Gene | Primer type |
Primer sequence |
---|---|---|
rpoZ | Forward | TGACAAGAACCCTGTCGTG |
Reverse | GCAGCTTCTCTTCGGACAT | |
mreB | Forward | CTTCTTGCCGTCCTTCACA |
Reverse | CGCGAACACGCTGATCTA | |
mreC | Forward | CTTCCTTCCAGGCCTTCATC |
Reverse | TCGAGAACTTCCAGTCCTACA | |
mreD | Forward | CACATGCGTCTCCCGAAG |
Reverse | CCATCCTCTGCTATCCTCTGAT | |
pbp2 | Forward | GATGACGACGCGGTAATTCT |
Reverse | ATCAACATCCGGCTGATCC | |
rodA | Forward | GTTCACCGCGAGATAGAAGAAG |
Reverse | CTCGCTTCTGGTGCTCTATG | |
pbp1A | Forward | CGTCATGAAGCTCTGGAACA |
Reverse | CGTCTGGTTCATCGGCTATAC | |
murA | Forward | CTTCCGCACGATGTCGTAAT |
Reverse | CACGATGACGCAGCTTCT | |
murB | Forward | GCATTCCAACTTCCTCATCAAC |
Reverse | CCGCATGATTTCCCACTCTA | |
murC | Forward | GCAAGACCACGACCACTAC |
Reverse | GAGCCATAGGCATGGATCAC | |
murD | Forward | CAATGACATCGGCCTCTTCT |
Reverse | CGACAGGATGTGATGGATGAG | |
murE | Forward | CGCATCGTCGTCGTCTTC |
Reverse | GATTGTCGTCGGTGACATAGAG | |
murF | Forward | AAGACCTCGACCAAGGAGA |
Reverse | CCCAGTGGTTGTTGTAGGAG | |
ddlA | Forward | CTCTTCGGTAGGCGTCTATATC |
Reverse | GACATAGGTCTCGACCATCAG | |
mraY | Forward | GCTCGACAATCCTTACGTCTG |
Reverse | CCCTTGGTGTTCTGCTTCTT | |
murG | Forward | ACCTTCTTCACCGACATTCC |
Reverse | CGGCCGATGATCGAGATG | |
murJ | Forward | CTCATGACCTTCCAGCTTCTT |
Reverse | ATGTTCCGCCGCTTCTT |
HADA labeling and quantification.
Cells were grown to early log phase (absorbance of 0.3, λ = 600 nm) and labeled with 0.5 mM HADA for ∼1/8 of the doubling time (20 min) at room temperature, followed by three washes with PBS to remove excess dye.
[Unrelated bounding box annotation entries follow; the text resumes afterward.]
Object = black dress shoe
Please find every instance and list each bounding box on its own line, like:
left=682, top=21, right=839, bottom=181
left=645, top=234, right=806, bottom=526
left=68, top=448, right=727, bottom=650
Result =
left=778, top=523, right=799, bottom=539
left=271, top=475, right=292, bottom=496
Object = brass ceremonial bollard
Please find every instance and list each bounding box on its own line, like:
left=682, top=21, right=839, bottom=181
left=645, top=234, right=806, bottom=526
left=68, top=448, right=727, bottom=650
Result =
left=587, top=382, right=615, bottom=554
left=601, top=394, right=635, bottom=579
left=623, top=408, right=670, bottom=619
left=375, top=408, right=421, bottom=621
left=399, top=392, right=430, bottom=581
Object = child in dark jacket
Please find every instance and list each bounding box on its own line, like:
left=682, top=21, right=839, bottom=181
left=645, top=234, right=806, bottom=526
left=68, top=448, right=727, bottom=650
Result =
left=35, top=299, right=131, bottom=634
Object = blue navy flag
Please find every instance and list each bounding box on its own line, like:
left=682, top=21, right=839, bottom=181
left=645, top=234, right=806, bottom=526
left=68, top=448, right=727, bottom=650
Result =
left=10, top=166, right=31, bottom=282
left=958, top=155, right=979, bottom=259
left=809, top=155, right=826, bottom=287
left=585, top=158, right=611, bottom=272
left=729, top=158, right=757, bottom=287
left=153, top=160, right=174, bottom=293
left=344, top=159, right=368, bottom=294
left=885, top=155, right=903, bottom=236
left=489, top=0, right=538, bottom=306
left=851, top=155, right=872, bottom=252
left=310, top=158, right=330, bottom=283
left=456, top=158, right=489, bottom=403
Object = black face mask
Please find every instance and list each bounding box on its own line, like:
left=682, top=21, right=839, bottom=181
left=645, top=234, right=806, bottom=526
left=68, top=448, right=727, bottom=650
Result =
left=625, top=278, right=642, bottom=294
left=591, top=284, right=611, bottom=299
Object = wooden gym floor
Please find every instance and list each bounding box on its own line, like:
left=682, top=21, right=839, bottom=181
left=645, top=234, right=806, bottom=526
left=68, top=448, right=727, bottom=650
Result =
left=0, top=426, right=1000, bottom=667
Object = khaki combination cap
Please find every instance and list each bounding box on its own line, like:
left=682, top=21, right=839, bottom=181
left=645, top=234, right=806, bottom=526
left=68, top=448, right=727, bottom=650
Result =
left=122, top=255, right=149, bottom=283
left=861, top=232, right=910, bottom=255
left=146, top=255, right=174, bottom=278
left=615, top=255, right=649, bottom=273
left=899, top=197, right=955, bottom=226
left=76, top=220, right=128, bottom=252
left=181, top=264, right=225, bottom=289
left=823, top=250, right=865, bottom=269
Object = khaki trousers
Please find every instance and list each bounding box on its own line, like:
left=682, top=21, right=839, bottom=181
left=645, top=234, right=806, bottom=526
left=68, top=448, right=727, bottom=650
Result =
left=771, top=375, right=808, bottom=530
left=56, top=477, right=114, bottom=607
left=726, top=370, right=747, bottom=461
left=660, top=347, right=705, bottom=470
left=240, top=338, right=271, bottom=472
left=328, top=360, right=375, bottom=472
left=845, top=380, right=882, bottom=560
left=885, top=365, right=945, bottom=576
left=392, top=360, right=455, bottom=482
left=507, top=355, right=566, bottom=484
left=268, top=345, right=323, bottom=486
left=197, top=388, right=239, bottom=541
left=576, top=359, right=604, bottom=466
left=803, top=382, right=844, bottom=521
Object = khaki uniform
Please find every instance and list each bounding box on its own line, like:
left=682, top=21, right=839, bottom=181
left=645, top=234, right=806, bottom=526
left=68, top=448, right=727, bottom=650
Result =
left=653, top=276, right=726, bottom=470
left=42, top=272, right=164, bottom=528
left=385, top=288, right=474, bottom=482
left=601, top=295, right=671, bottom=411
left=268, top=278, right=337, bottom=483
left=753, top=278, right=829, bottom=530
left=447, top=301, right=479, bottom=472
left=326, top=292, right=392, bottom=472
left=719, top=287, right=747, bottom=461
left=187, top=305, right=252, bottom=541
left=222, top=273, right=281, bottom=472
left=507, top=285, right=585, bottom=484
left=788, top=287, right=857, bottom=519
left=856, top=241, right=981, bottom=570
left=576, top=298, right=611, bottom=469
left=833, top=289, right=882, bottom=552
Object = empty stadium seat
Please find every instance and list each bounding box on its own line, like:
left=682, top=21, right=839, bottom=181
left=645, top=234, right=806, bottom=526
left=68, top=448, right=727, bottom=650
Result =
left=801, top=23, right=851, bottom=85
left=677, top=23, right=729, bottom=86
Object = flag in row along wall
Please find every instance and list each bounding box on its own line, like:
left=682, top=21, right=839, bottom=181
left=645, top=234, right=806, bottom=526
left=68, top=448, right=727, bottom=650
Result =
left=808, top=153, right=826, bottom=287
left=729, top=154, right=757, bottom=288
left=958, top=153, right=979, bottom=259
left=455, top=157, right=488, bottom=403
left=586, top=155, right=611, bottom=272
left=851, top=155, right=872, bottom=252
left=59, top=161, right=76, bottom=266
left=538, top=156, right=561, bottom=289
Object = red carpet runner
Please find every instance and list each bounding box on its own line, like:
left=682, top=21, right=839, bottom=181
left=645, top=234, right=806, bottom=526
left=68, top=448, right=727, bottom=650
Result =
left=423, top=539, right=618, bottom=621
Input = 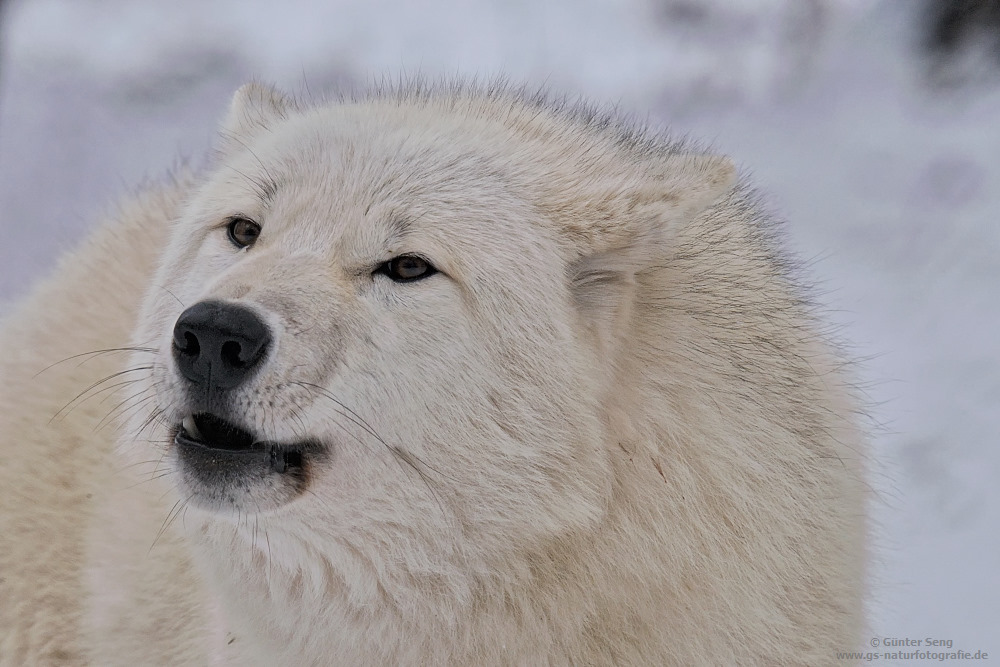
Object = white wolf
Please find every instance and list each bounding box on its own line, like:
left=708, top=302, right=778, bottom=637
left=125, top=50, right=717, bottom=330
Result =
left=0, top=84, right=865, bottom=665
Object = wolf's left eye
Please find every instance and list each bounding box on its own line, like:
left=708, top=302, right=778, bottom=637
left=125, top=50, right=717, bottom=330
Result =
left=226, top=218, right=260, bottom=248
left=375, top=255, right=437, bottom=283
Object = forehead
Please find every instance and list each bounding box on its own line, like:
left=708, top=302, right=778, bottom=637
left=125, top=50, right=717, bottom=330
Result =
left=233, top=105, right=528, bottom=245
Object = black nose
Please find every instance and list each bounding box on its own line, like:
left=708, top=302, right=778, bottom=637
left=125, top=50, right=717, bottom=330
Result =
left=174, top=301, right=271, bottom=390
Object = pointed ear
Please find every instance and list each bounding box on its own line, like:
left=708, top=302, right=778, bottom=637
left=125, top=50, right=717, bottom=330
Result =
left=221, top=82, right=295, bottom=150
left=633, top=155, right=736, bottom=237
left=570, top=155, right=736, bottom=360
We imaged the labeled cells by microscopy using a DAPI (4′,6-diamidino-2-phenylindole) filter. The fluorescence of HADA incorporated into PG was measured with an excitation wavelength of 405 nm and an emission wavelength of 450 nm using a Tecan infinite M200 Pro microplate reader (Tecan, San Jose, CA).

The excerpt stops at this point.